Noah Giansiracusa

Noah Giansiracusa

Speaker

Noah Giansiracusa (PhD in math from Brown University) is an assistant professor of mathematics and data science at Bentley University, a business school near Boston. His research interests range from algebraic geometry to machine learning to empirical legal studies.

After publishing the book “How Algorithms Create and Prevent Fake News” last year, Noah has gotten more involved in public writing and policy discussions concerning data-driven algorithms and their role in society. He wrote op-eds for Barron’s, Boston Globe, Wired, Slate, and Fast Company, was interviewed in Slate, TechCrunch, Tech Policy Press, and was quoted in Washington Post, Financial Times, Forbes, FiveThirtyEight, U.S. News, Agence France-Presse (AFP), and New Delhi TV.

Noah is currently working on a second book, “Robin Hood Math: How to Fight Back When the World Treats You Like a Number,” with a Foreword by Nobel Prize-winning economist Paul Romer.

Conference Contribution

How Algorithms Create and Prevent Fake News

Watch Noah’s talk here and download his presentation here.

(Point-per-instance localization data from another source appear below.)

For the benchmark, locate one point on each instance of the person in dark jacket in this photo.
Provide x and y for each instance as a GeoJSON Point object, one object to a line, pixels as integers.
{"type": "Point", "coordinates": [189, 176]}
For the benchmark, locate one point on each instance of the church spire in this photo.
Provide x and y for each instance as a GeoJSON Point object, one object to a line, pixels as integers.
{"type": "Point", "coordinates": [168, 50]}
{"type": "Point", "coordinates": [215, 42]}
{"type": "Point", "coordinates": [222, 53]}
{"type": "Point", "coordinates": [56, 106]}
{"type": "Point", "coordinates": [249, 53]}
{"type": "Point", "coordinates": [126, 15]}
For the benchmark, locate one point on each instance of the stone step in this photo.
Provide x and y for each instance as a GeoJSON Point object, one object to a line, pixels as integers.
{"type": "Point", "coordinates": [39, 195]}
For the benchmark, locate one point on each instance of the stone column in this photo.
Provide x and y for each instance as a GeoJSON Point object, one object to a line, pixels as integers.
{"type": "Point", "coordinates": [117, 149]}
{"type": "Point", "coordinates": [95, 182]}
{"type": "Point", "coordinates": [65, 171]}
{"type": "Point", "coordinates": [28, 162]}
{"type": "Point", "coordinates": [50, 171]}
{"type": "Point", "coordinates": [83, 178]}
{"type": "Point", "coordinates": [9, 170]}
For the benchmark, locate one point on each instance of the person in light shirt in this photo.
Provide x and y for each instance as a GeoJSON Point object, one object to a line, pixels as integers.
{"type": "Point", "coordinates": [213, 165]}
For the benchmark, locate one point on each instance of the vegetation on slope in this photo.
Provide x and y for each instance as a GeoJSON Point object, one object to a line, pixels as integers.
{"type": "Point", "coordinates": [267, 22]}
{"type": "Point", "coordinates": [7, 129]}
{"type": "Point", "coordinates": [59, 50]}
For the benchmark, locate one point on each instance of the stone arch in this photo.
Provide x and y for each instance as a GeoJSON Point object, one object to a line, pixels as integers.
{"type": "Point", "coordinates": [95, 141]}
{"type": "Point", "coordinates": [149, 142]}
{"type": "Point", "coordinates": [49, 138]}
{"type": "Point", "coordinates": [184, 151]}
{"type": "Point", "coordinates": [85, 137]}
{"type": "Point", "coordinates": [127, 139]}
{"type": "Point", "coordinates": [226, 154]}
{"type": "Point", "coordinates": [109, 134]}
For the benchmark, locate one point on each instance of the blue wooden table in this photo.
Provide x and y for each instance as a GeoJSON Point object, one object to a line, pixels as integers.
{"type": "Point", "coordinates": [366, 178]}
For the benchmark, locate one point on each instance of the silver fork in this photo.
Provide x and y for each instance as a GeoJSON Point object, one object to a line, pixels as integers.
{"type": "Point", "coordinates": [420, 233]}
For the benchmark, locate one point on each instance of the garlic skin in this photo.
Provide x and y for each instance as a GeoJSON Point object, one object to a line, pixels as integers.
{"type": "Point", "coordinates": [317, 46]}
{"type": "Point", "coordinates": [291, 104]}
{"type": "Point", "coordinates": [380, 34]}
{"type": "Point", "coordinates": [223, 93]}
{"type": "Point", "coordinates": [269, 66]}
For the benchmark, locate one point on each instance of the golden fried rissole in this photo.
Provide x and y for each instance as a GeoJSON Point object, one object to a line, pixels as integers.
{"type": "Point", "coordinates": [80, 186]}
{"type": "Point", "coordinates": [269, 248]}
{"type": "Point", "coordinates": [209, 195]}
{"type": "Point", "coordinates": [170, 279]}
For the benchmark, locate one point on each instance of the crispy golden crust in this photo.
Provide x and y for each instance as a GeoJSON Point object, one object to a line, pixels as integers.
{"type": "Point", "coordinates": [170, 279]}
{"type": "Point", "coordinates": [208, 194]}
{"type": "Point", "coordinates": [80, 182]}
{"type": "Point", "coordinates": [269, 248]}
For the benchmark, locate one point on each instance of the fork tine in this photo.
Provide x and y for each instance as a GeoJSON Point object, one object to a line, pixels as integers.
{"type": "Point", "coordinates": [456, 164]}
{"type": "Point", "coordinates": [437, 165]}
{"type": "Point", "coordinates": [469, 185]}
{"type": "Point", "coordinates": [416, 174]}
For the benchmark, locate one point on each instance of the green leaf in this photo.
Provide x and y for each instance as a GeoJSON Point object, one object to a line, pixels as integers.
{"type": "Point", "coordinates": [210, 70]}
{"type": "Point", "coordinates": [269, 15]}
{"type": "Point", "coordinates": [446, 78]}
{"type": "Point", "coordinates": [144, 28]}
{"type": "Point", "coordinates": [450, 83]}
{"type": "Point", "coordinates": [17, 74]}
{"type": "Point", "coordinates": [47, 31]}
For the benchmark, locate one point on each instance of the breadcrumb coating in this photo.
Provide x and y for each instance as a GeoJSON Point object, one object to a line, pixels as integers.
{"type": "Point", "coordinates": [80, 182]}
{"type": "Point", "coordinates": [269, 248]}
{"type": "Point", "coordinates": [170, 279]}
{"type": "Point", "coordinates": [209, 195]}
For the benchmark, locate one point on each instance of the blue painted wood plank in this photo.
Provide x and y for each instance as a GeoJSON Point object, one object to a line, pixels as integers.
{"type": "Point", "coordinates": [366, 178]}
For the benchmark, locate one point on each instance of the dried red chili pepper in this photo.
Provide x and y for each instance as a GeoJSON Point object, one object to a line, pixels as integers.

Data-driven algorithms play a variety of roles—both positive and negative—in our contemporary information ecosystem. This talk will provide an overview of some of the ways in which these algorithms help create, propagate, and mitigate misinformation online.

You are Just a Number in Someone Else’s Equation

Watch Noah’s talk here and download his presentation here.

One thing the tech giants all have in common is that they rely heavily on data-driven algorithms, and they view you as a number to be crunched by these algorithms. I’ll discuss some basic mathematical insights—accessible to all, regardless of background—that can help you turn the tables on these algorithms so they behave the way you want, instead of letting them manipulate you into behaving the way they want. Education in these matters could be an important pillar in a movement to help people find the information online that is most beneficial to them, instead of letting the algorithms push them toward the information that is most lucrative to the tech giants.